5. The digital revolution is complete

Fully 95% of the world’s screens are now digital, up 2 percent, with 98% penetration in North America.

6. Asia likes 3D better than North America

3D screens grew worldwide by 17 percent and mark 56 percent of all digital screens. In North America, 39 percent of digital screens are 3D, while in the Asia Pacific region they comprise 78 percent. Box office from 3D was down 8 percent to 14 percent of the North American total. The most likely demo to attend 3D movies in North America: children.
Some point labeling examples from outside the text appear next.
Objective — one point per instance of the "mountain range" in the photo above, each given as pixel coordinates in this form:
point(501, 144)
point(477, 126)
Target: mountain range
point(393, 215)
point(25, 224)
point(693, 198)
7. Independents Are Making More Movies, the Studios Less

In 2016, the total number of films increased overall by 1 percent, while the output of the six MPAA member studios — Disney, Fox, Warner Bros., Paramount, Universal, and Sony — declined by 5 percent to 139 films. Non-member independents such as Lionsgate/Roadside Attractions/CBS Films, STX, Open Road, Weinstein, IFC, Magnolia, and A24 released 579 films domestically, up 3 percent from 2015. With a total of 718 releases last year, that marks an 18 percent increase from a decade ago.

We should expect more of the same in 2017: The studios produced another 99 films in 2016 that have yet to be released — 13 percent fewer than 2015. For independent productions, the 2016 number was 411, up 6 percent from 2015. (Films budgeted under $1 million were not considered in the report.)